Osserviamo una pianta deperita e morta lentamente al posto. In essa come già feci notare al § 29, il legno, a parità di volume e secchezza, pesa assai meno di quello delle piante tagliate ancor viventi; non è atto alle costruzioni, avendo perduto in tutto od in parte la coesione delle proprie fibre; e finalmente, abbrucia con difficoltà, da poca fiamma, e lascia un minor residuo di ceneri.

Tutti questi fenomeni aumentano in ragione della durata e dell’intensità del deperimento.

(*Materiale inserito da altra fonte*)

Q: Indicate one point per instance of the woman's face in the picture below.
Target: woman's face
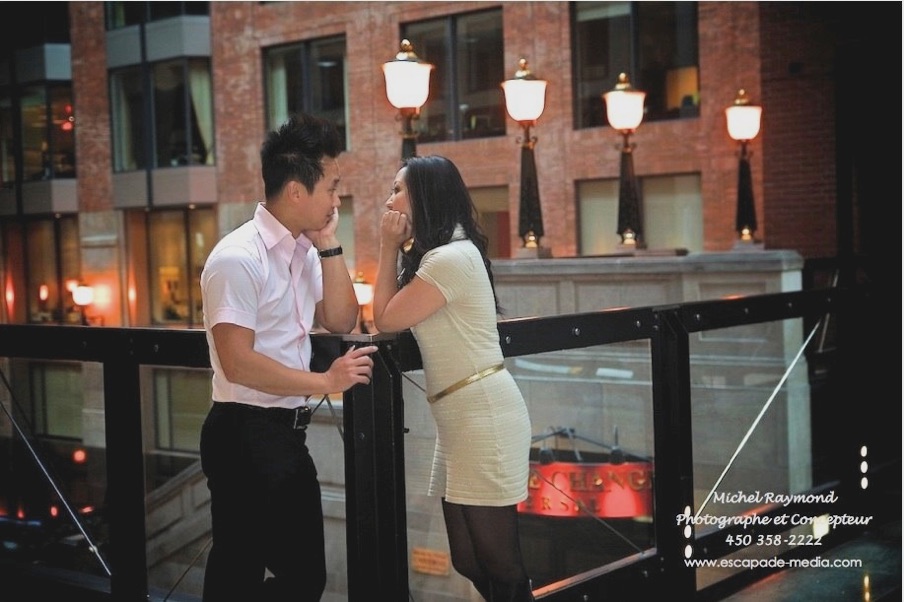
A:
(398, 195)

Quale altra causa dovremo accusare di questa consumazione del legno se non l’ultima vegetazione, quando le radici erano guaste od impossibilitate a trar nuovi alimenti dal terreno, ossia la nuova produzione compiutasi a spese della già esistente? — La diminuzione ultima di peso proviene dalla materia convertita in foglie, le quali poi si staccano dalla pianta. — Che il legno, quando per una causa qualunque nulla più riceve dal terreno, converta la propria sostanza a nutrire la nuova vegetazione possiamo riscontrarlo con molta evidenza in quelle piante, nel cui centro de’ rami o del tronco la sostanza legnosa siasi già molto decomposta. In tal caso non è raro vedere germogli che introducono le loro radici nel legno decomposto, come se fosse terreno. Veggasi anche quanto già si disse al § 29 a proposito delle piante cui si leva un largo anello di corteccia un anno prima del taglio, allo scopo di ottenere un legname che si conserva più a lungo. Solo ora aggiungo che una pianta in tal condizione io la considero come una pianta tagliata ancor vivente nella quale continui la sola facoltà assorbente dell’umidità.